Make updateCollation.php a bit less murderous for WMF databases:
authorRoan Kattouw <catrope@users.mediawiki.org>
Tue, 8 Mar 2011 16:47:26 +0000 (16:47 +0000)
committerRoan Kattouw <catrope@users.mediawiki.org>
Tue, 8 Mar 2011 16:47:26 +0000 (16:47 +0000)
* Don't run a COUNT(*) query on what's potentially the entire categorylinks table on enwiki (hundreds of millions of rows). Put it in a miser mode check
* Wait for DB replication to catch up before processing the next batch. Implemented LoadBalancer::waitAll() for this purpose, which should behave more nicely than wfWaitForSlaves()

includes/db/LoadBalancer.php
maintenance/updateCollation.php

index 847d834..5f2af19 100644 (file)
@@ -338,6 +338,18 @@ class LoadBalancer {
                }
                wfProfileOut( __METHOD__ );
        }
+       
+       /**
+        * Set the master wait position and wait for ALL slaves to catch up to it
+        */
+       public function waitForAll( $pos ) {
+               wfProfileIn( __METHOD__ );
+               $this->mWaitForPos = $pos;
+               for ( $i = 1; $i < count( $this->mServers ); $i++ ) {
+                       $this->doWait( $i );
+               }
+               wfProfileOut( __METHOD__ );
+       }
 
        /**
         * Get any open connection to a given server index, local or foreign
index 2985add..6631557 100644 (file)
@@ -45,9 +45,16 @@ TEXT;
                $this->addOption( 'force', 'Run on all rows, even if the collation is ' . 

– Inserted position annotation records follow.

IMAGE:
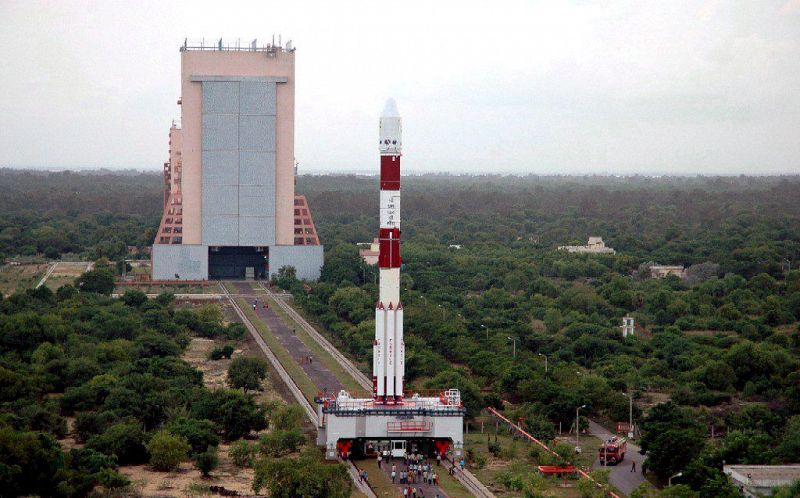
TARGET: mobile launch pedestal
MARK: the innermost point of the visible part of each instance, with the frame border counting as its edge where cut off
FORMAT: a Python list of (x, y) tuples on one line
[(392, 418)]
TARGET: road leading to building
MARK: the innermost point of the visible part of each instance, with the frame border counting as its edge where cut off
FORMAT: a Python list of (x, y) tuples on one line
[(621, 476), (323, 378)]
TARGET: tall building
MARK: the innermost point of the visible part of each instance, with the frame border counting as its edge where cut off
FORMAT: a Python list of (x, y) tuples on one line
[(230, 208)]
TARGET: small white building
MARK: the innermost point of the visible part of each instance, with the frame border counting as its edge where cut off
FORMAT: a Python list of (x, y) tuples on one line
[(759, 480), (594, 246), (663, 271), (628, 328)]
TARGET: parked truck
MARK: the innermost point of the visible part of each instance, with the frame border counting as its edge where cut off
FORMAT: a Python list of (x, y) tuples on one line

                        'supposed to be up-to-date.' );
        }
+       
+       public function syncDBs() {
+               $lb = wfGetLB();
+               $dbw = $lb->getConnection( DB_MASTER );
+               $pos = $dbw->getMasterPos();
+               $lb->waitForAll( $pos );
+       }
 
        public function execute() {
-               global $wgCategoryCollation;
+               global $wgCategoryCollation, $wgMiserMode;
 
                $dbw = wfGetDB( DB_MASTER );
                $force = $this->getOption( 'force' );
@@ -55,30 +62,32 @@ TEXT;
                $options = array( 'LIMIT' => self::BATCH_SIZE );
 
                if ( $force ) {
-                       $collationConds = array();
                        $options['ORDER BY'] = 'cl_from, cl_to';
                } else {
                        $collationConds = array( 0 => 
                                'cl_collation != ' . $dbw->addQuotes( $wgCategoryCollation ) );
 
-                       $count = $dbw->selectField(
-                               'categorylinks',
-                               'COUNT(*)',
-                               $collationConds,
-                               __METHOD__
-                       );
+                       if ( !$wgMiserMode ) {
+                               $count = $dbw->selectField(
+                                       'categorylinks',
+                                       'COUNT(*)',
+                                       $collationConds,
+                                       __METHOD__
+                               );
 
-                       if ( $count == 0 ) {
-                               $this->output( "Collations up-to-date.\n" );
-                               return;
+                               if ( $count == 0 ) {
+                                       $this->output( "Collations up-to-date.\n" );
+                                       return;
+                               }
+                               $this->output( "Fixing collation for $count rows.\n" );
                        }
-                       $this->output( "Fixing collation for $count rows.\n" );
                }
 
                $count = 0;
                $row = false;
                $batchConds = array();
                do {
+                       $this->output( 'Processing next ' . self::BATCH_SIZE . ' rows... ');
                        $res = $dbw->select(
                                array( 'categorylinks', 'page' ),
                                array( 'cl_from', 'cl_to', 'cl_sortkey_prefix', 'cl_collation',
@@ -140,6 +149,8 @@ TEXT;
 
                        $count += $res->numRows();
                        $this->output( "$count done.\n" );
+                       
+                       $this->syncDBs();
                } while ( $res->numRows() == self::BATCH_SIZE );
        }
 }